We’re only able to do that because the fund is not measured and dependent on an ROI. We don’t have to show a particular return on investment at 5 years and 7 years or 10 years, as you do in a venture fund. If you’re running a venture fund and you can’t make your investors 20/25% over the life of the fund, compound and annually, you’re not going to be able to raise your next fund. Financial investors are driven by returns; philanthropic investors are looking to accelerate the development of the technology and try to have an impact on the field of healthcare as a whole.

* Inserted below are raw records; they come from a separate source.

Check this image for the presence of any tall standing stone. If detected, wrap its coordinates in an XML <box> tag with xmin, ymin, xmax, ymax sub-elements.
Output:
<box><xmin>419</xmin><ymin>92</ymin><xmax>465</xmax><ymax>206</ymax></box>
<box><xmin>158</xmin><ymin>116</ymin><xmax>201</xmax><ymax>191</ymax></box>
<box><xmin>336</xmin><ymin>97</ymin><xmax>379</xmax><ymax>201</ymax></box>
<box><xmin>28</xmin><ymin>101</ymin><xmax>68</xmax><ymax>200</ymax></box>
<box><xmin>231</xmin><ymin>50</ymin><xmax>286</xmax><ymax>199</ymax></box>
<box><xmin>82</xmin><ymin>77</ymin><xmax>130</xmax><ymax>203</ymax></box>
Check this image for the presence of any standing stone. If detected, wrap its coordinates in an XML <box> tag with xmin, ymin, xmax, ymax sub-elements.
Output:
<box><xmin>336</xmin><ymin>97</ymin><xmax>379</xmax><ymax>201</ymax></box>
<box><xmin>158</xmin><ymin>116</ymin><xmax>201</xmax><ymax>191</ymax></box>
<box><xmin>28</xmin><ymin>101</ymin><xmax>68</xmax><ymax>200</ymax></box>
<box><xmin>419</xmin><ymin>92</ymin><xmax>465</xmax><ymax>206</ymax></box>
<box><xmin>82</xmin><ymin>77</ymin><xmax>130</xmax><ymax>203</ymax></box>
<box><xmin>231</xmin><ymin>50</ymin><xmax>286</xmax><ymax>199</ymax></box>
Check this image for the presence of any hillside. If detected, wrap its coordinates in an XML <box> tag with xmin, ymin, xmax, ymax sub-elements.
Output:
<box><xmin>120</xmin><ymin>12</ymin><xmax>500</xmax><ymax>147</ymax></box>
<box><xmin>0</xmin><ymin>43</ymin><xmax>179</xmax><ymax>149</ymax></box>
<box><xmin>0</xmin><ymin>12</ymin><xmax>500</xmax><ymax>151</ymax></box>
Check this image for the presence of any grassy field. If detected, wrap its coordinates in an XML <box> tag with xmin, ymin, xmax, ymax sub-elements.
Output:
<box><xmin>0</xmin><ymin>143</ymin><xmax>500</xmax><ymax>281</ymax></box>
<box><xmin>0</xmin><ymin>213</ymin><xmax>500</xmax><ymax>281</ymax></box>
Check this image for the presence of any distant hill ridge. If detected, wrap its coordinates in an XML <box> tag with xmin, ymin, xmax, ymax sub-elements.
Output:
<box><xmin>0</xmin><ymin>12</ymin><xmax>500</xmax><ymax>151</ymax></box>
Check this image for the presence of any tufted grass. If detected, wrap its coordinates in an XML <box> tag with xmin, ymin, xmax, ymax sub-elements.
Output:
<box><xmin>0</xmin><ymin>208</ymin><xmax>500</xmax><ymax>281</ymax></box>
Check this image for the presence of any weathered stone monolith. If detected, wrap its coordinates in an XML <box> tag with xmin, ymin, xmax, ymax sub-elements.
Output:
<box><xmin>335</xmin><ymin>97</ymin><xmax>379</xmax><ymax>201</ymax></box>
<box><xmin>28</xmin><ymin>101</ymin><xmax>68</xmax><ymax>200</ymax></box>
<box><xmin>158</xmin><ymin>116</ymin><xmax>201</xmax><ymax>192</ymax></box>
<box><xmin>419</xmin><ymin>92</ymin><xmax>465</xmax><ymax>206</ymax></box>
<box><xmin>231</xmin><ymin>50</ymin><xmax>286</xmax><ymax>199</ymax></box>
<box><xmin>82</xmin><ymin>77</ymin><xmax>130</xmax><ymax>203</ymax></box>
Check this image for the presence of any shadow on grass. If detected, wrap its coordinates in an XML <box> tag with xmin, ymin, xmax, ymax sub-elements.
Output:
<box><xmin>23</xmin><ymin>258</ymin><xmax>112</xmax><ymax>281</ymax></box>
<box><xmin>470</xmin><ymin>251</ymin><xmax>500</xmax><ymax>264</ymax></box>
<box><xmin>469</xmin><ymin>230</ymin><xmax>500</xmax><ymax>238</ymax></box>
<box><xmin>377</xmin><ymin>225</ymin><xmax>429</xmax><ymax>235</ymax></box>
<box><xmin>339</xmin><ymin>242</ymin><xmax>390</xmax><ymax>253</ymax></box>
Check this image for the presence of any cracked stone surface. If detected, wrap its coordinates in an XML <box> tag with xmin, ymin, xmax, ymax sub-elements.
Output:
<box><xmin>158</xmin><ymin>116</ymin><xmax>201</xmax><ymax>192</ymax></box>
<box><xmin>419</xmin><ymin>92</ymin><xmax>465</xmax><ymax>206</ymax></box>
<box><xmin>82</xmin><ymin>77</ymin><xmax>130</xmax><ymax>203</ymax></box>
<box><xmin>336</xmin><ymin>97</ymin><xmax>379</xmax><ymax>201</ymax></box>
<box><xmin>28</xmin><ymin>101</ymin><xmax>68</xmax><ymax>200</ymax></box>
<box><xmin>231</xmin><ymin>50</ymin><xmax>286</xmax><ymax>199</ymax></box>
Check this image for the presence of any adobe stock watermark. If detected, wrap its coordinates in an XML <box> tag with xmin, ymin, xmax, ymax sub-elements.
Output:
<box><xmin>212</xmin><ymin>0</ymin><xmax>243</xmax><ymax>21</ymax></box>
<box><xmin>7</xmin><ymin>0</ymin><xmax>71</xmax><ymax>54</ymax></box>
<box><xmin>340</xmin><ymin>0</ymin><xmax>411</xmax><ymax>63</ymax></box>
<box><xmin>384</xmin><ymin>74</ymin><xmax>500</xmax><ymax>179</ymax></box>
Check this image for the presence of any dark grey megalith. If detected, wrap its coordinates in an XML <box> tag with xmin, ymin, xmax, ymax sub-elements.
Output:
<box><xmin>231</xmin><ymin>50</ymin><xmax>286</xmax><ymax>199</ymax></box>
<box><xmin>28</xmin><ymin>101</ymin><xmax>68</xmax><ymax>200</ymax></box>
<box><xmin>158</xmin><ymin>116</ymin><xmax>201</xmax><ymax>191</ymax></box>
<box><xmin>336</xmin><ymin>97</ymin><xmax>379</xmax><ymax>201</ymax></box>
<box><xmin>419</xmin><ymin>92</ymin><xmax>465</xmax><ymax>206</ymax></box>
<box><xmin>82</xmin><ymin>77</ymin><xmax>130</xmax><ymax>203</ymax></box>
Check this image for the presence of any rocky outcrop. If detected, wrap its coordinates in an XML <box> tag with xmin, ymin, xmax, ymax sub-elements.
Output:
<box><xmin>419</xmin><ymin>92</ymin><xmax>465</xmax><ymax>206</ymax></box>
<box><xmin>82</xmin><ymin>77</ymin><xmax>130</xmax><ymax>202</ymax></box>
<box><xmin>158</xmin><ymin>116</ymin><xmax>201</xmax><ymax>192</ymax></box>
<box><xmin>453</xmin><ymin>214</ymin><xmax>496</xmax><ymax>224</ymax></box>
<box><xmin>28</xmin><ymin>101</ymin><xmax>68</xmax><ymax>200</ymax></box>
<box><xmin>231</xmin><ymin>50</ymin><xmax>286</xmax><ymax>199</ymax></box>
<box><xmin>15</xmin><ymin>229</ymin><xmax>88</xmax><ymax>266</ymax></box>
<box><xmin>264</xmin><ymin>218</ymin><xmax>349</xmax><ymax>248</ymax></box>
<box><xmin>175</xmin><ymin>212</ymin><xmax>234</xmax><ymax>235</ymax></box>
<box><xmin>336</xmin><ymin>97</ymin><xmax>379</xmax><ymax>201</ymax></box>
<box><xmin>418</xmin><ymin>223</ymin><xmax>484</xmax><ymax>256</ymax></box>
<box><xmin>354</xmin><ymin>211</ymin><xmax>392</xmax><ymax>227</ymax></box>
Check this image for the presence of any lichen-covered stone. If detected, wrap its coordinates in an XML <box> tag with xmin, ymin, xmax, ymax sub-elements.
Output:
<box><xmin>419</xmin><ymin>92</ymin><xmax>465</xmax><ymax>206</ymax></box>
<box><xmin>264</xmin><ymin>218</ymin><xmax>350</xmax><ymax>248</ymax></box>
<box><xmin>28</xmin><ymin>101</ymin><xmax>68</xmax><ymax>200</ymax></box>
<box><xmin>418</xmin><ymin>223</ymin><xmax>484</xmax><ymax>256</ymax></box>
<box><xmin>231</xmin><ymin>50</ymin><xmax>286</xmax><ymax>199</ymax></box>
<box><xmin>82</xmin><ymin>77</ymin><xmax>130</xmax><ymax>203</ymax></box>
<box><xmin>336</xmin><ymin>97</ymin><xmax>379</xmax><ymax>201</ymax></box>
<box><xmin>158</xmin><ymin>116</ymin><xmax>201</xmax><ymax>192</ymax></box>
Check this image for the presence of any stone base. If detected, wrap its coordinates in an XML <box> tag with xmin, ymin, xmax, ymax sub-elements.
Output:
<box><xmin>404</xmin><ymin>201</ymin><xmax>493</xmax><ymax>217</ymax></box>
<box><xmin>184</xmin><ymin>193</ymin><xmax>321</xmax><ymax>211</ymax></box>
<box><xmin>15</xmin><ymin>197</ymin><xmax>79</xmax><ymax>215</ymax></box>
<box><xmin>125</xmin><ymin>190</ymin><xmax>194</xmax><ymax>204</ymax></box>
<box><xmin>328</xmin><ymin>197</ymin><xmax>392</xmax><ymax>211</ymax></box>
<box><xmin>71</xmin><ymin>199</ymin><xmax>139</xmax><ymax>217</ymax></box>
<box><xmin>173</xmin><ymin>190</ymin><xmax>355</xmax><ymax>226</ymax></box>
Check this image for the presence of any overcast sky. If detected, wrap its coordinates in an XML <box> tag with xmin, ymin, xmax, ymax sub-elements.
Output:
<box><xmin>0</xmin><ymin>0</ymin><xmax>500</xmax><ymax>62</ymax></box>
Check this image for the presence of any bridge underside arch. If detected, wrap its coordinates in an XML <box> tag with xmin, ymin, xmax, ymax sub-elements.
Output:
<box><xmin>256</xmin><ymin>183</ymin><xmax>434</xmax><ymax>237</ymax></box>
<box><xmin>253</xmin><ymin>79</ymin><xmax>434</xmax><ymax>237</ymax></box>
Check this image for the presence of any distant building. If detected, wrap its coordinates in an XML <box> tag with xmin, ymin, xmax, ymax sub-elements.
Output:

There are a number of folks, there are a number of individuals and foundations like that, and they’re very interested in moving the technology forward. Having a philanthropic fund is an excellent vehicle to allow them to participate in the field. It also helps us bridge the gap between that academic work and the commercialisation.
Typically, what we’re doing is coming in and meeting with the professors, develop their proof of concept data, and providing them with the funding necessary to do the things I described that would interest a venture guy: put your business plan together; put your regulatory path together. Develop that other data that are necessary to get your IND into mouse, rat or pig data that you need in order to get your IND approved.
Then it doesn’t typically take huge amounts of capital; typically, the philanthropic fund would be investing no more than a million, maybe two, in any technology trying to get that technology teed up for a venture investment. The fund size that we’re targeting is in the order 25m.